L'annonce a été faite par Jean-François Copé. Le président de l'UMP a indiqué que le comité politique de son parti -plus d'une trentaine de membres, copéistes et fillonistes- avait adopté mardi "à l'unanimité" son "plan pour une nouvelle politique de l'immigration". Cette question fera l'objet d'"une convention de l'UMP d'ici à la fin de l'année qui sera suivie, juste après, d'une proposition de loi".

"Il ne s'agit pas de remettre en cause le droit du sol. Mais quand on est né en France de parents étrangers en situation irrégulière, on n'a pas vocation à y rester. Et il n'est pas possible d'obtenir la nationalité française. Les enfants nés de parents étrangers en situation régulière ne peuvent pas obtenir la nationalité française de manière automatique. Ils doivent en faire la demande", a affirmé Jean-François Copé.

Selon lui, "la politique d'immigration actuelle est encore celle du XXe siècle, quand la France avait une immigration économique. Ce modèle ne fonctionne plus.

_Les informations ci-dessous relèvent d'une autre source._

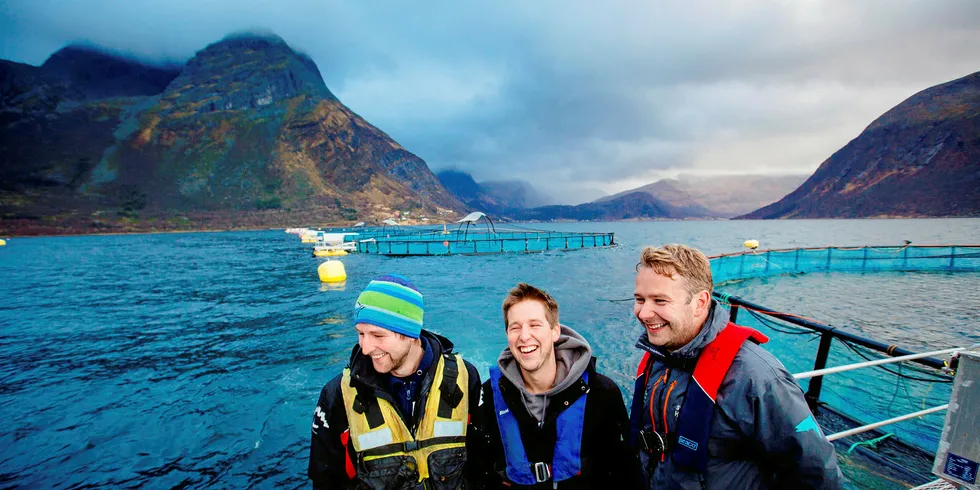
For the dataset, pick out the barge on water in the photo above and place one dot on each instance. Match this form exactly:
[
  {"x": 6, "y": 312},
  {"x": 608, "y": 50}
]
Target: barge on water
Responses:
[
  {"x": 470, "y": 238},
  {"x": 872, "y": 453}
]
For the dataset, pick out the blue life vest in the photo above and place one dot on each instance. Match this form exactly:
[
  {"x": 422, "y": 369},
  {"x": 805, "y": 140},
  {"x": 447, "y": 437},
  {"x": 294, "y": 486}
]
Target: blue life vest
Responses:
[
  {"x": 567, "y": 459},
  {"x": 694, "y": 422}
]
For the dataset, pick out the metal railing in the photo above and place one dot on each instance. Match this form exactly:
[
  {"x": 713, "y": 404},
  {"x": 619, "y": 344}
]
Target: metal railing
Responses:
[{"x": 827, "y": 335}]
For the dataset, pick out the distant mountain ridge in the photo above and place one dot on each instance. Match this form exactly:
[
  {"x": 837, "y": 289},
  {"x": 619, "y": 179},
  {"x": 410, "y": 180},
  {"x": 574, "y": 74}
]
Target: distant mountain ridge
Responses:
[
  {"x": 668, "y": 192},
  {"x": 497, "y": 197},
  {"x": 246, "y": 134},
  {"x": 919, "y": 159}
]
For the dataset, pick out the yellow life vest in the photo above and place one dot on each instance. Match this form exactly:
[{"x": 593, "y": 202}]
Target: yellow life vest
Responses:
[{"x": 378, "y": 432}]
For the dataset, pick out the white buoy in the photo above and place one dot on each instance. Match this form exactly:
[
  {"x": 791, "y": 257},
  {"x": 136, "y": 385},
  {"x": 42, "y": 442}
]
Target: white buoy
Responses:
[{"x": 332, "y": 271}]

Aujourd'hui, au XXIe siècle, on a une immigration répondant à des motifs sociaux". "La France est secouée par la montée des tensions communautaristes gravissimes d'un côté, de l'extrême droite de l'autre. Seule l'UMP peut apporter une solution", a lancé le président du parti.

Virage très à droite

Selon lui, "le nouveau modèle" de cette politique repose sur "quatre piliers". "Il faut complètement réorganiser Schengen et en exclure les pays ne contrôlant pas leurs frontières. Sinon, c'est la politique de la chaise vide pour la France", a developpé Jean-François Copé.

Le président de l'UMP affirme vouloir "lutter sans faille contre l'immigration illégale qui est aujourd'hui adossée sur des filières mafieuses extrêmement bien infiltrées en France et soutenues par des associations à l'influence gauchiste".

"Il faut que la France cesse d'être le pays le plus attractif socialement en Europe pour les immigrés", ce qui implique "la suppression de l'AME [Aide médicale d'Etat] sauf cas d'urgence", et que la CMU [Couverture maladie universelle] et le RSA ne puissent être obtenus qu'après un certain nombre d'années de cotisation, soit "dix ans pour le RSA", a précisé Jean-François Copé. Pour le président de l'UMP, il faut "réussir l'assimilation de ceux qui sont en France, en luttant pour la laïcité et contre le communautarisme".